The budget would result in a $562,654 increase in the local assessment, spread among all 10 towns in accordance with their valuations. Wilton and Temple would see minor decreases in their assessments, while the other eight towns would see increases.
The combined percentage change in local assessments would be a combined increase of 4.49 percent. Superintendent Tom Ward noted that the proposed increase followed two years of combined decreases of slightly more than 2 percent, with the $13 million in local assessments coming in slightly less than the 2015-16 fiscal year.
Major increases in revenue include $750,000 in additional funds through the state allocation, as part of the second year of the bi-annual state budget. The state is also raising the educational mill rate, the amount of money towns must raise to acquire full funding through the state’s Essential Programs and Services funding model, from 8.1 to 8.5. That will require the district towns to raise an additional $588,000 to cover the Local Required Contribution to EPS.
The Additional Local Allocation, money raised beyond EPS to support RSU 9 programs, would also increase by $56,000 to $1.68 million. Another local-only expenditure, Local Debt, would be decreasing by $82,000 down to $608,000 annually.
Ward noted that while the district was receiving additional funds from the state, it also was educating more students. RSU 9 had picked up 75 additional students in the past year; the state wouldn’t be recognizing those new students for funding until the 2019-2020 budget process.
The budget includes expenditures covered by $288,000 in funds donated by Richard Bjorn to benefit Foster Career & Technology Center programming, as well as another $181,000 in additional revenue from the state relating to vocational programming. The state intends to support Career & Technical programming through the EPS formula, which has resulted in RSU 9 receiving additional money.
Those expenditures, while not directly related to the local assessment, still needed to be included in the budget, Ward noted.
A major new expenditure relates to a new alternative program for non-regulated elementary students. Administrators, educators and board directors have been discussing the problem over the past few years, with teacher reporting student behavior that ranges from verbal to physical disruptions of classrooms, to outright attempts to push, bite or kick staff members. The students, who in addition to struggling academically themselves, often make it more difficult for their peers to learn as well, do not qualify for Special Education funding.

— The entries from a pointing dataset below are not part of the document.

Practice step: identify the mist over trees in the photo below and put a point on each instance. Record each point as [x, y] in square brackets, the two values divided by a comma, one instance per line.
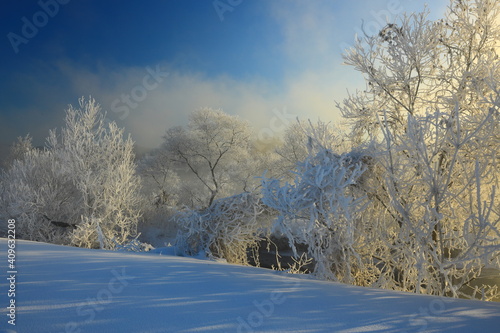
[404, 197]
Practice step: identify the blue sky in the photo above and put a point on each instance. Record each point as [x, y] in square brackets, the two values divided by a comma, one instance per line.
[267, 61]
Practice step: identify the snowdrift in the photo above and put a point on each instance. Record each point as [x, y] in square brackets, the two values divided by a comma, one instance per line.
[63, 289]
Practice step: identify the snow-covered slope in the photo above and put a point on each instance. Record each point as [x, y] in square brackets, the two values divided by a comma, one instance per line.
[63, 289]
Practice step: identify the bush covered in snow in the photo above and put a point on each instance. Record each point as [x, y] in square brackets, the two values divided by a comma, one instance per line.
[83, 182]
[226, 229]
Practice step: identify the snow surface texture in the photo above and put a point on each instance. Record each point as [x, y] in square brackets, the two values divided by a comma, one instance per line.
[64, 289]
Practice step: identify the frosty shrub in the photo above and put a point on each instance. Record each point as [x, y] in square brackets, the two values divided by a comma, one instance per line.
[431, 108]
[36, 190]
[226, 229]
[82, 185]
[214, 149]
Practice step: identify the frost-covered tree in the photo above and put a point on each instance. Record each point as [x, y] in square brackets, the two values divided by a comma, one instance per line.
[321, 209]
[432, 108]
[297, 141]
[84, 182]
[213, 147]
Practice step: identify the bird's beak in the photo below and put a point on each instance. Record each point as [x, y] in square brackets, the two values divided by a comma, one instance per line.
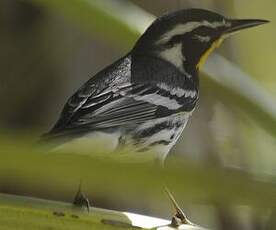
[240, 24]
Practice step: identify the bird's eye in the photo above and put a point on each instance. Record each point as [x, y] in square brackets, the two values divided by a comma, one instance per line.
[202, 38]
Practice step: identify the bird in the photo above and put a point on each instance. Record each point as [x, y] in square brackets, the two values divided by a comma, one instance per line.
[140, 104]
[143, 100]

Roughly $300,000 is in the 2018-19 proposed budget to create the program, Ward said. Those funds would include the hiring of a program teacher, three Ed Techs as well as contracts with a social worker and an analyst. The program would also purchase a used vehicle and hire a driver, as the all of the qualifying elementary students would be transported to a single location. Ward said that the program, which was originally budgeted in excess of $600,000, would save money by utilizing outside agencies, MaineCare and other insurance providers to bring in the majority of the social worker assistance.
Ward broke down the budget percentage increase into categories, beginning with the 5.01 percent total increase. Without the Bjorn donation, the increase would be 4.61 percent. Without the alternative elementary program, the increase would be 3.21 percent, Ward said. Of that increase, roughly 2.5 percent represented contracted pay raises and other built-in increases.
Administrators cut roughly $236,000 in budget needs prior to sending it to the board. Also not included was funds for a third-grade teacher at Cascade Brook School. The four existing teachers at that grade level read a letter to the board Tuesday, noting they had 99 students in their 2017 grade level, or 25 to 26 students per class. The incoming class is currently 92 students, but that number often rises after school begins.
The board is paying two Ed Techs to assist the four teachers; one recommendation was to eliminate those positions and add another elementary teacher. A total of $52,000 would be budgeted for that addition, including estimated salary and benefits.
Ward noted that the budget included a 5 percent increase in health insurance; it will learn in April if that placeholder figure can come down. There may also be savings in fuel and heating oil lines, he said, depending on the market.